When it’s mammal-saving time at the movies, the plot typically unfolds as a pitched battle between critter-loving gods and oil-drilling monsters. I wouldn’t call Ken Kwapis’ impish Big Miracle a radical departure from the rule. But it’s at least refreshing that, in this story of a struggle to save three stranded gray whales off the coast of Alaska, the universe divides into greater and lesser humans, every flawed one of them with a personal dog in the fight. (Oil barons are people too, right? Certainly if they’re repped by Ted Danson, a real-life environmentalist who’s having a ball playing the enemy, mostly with his eyebrows.)
Loosely based on Thomas Rose’s 1989 book about a real-life Reagan-era drama that gripped the public, fed the news cycle, and brought grist to the publicity mill for both pols and fat cats, Big Miracle tells the story of Barrow, Alaska’s struggle to free the whales from behind a thickening slab of ice that prevents them from making their annual migration to warmer climes.
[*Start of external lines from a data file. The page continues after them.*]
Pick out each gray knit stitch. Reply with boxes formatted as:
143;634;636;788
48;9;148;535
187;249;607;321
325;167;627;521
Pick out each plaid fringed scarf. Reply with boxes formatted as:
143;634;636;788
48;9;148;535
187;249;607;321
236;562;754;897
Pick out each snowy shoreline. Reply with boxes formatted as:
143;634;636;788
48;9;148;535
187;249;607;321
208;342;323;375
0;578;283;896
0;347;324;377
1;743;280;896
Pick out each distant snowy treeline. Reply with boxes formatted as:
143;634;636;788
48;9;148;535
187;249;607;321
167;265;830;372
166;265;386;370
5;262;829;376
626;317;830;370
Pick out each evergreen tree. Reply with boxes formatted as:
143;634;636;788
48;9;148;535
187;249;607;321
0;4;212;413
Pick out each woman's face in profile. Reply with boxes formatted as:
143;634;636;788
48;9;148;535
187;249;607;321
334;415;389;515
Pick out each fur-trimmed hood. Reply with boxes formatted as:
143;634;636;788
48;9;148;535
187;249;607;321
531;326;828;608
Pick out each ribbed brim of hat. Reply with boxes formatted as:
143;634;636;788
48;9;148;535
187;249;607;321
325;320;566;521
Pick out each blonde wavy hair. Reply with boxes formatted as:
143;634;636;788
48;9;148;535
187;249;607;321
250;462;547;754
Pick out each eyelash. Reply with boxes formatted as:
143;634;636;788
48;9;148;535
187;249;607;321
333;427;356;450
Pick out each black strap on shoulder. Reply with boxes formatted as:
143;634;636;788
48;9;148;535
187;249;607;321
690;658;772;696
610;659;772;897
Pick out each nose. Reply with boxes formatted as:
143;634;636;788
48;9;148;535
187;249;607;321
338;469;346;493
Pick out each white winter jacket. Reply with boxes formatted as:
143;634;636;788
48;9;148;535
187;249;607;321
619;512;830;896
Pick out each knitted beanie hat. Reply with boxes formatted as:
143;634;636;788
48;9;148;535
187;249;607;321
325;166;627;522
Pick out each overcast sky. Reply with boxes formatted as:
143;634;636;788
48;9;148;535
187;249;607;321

Drew Barrymore, all grown up but still trailing E.T.‘s Gertie in her saucer eyes and her gift for the ill-considered blurt, plays Greenpeace activist Rachel Kramer, an arm-waving hothead with a self-defeating habit of ticking off the power brokers she needs on her side.
Among those on her hit list are Danson’s tycoon, who’s anxious to repair his tarnished image as an eco-killer; the National Guard (as embodied by Dermot Mulroney), which is only trying to help; and Rachel’s ex-boyfriend (John Krasinski), a TV reporter chasing the big story that will fast-track him out of this frozen backwater.
And that’s not counting the local Inuit leaders, who for once escape the noble-savage treatment usually afforded them in eco-Hollywood. The tribe has a survival stake in harvesting the whales; their elder (John Pingayak) is a quick study in how to manipulate the media, and his unavoidably cute grandson (Ahmaogak Sweeney) is a fan of Western pop as well as a budding tourism entrepreneur who sells cardboard warming devices to shivering townies at $40 a pop.